A Computational Model For E. Coli Cytoplasm: Diffusion And Hydrodynamics

The dynamics of proteins is essential for the quantification of various cellular processes like rates of enzymatic reactions, signal transduction and protein association reactions. However, understanding the structure and dynamics of macromolecules in a cell is complicated by the highly crowded nature of the cell. It is likely that properties of macromolecules in cell may differ significantly to that measured in dilute solution. Diffusion plays important roles in many processes occurring inside the cell. The estimation of diffusion coefficient of macromolecules in a cell can be considered as a first step in understanding the complex nature of the heterogeneous environment of the cell. In this current work we developed a computational model of E. coli cytoplasm and performed extensive Brownian dynamics simulation to calculate diffusivity of proteins. Our model differs from some of the previous models of E. coli cytoplasm in the following way; (1) The proteins modeled as flexible units by considering them as a collection of spheres. (2) hydrodynamic interaction (HI), which is essential to get accurate diffusion coefficient, was considered using a mean field approach. The model predicts accurately the diffusion coefficient of Green Fluorescent Protein (GFP) in E.coli cell. We have found that HI is essential to get correct diffusion coefficient for this highly crowded system.

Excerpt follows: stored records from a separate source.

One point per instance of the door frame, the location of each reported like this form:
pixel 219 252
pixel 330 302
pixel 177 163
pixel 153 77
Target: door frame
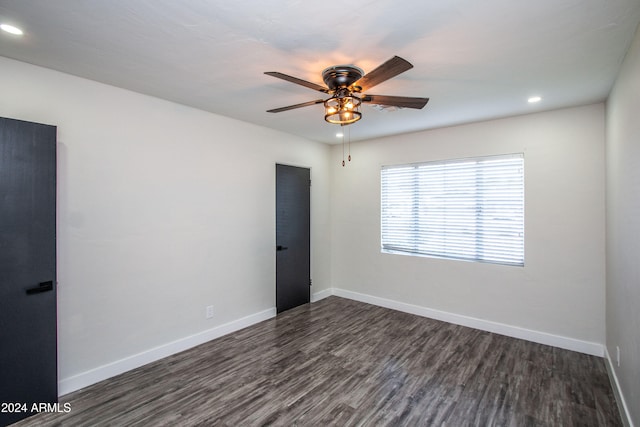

The presence of anomalous diffusion has also been observed for short time (∼1 micro sec), which was identified using fractional Brownian motion (FBM) analysis. It was found that repulsive interaction between different proteins is the main reason for the anomalous diffusion. To understand the anomalous diffusion observed in simulations, we also formulated a one dimensional random walk model in which successive steps are biased and correlated. This analytical model can explain some of the findings from our simulation.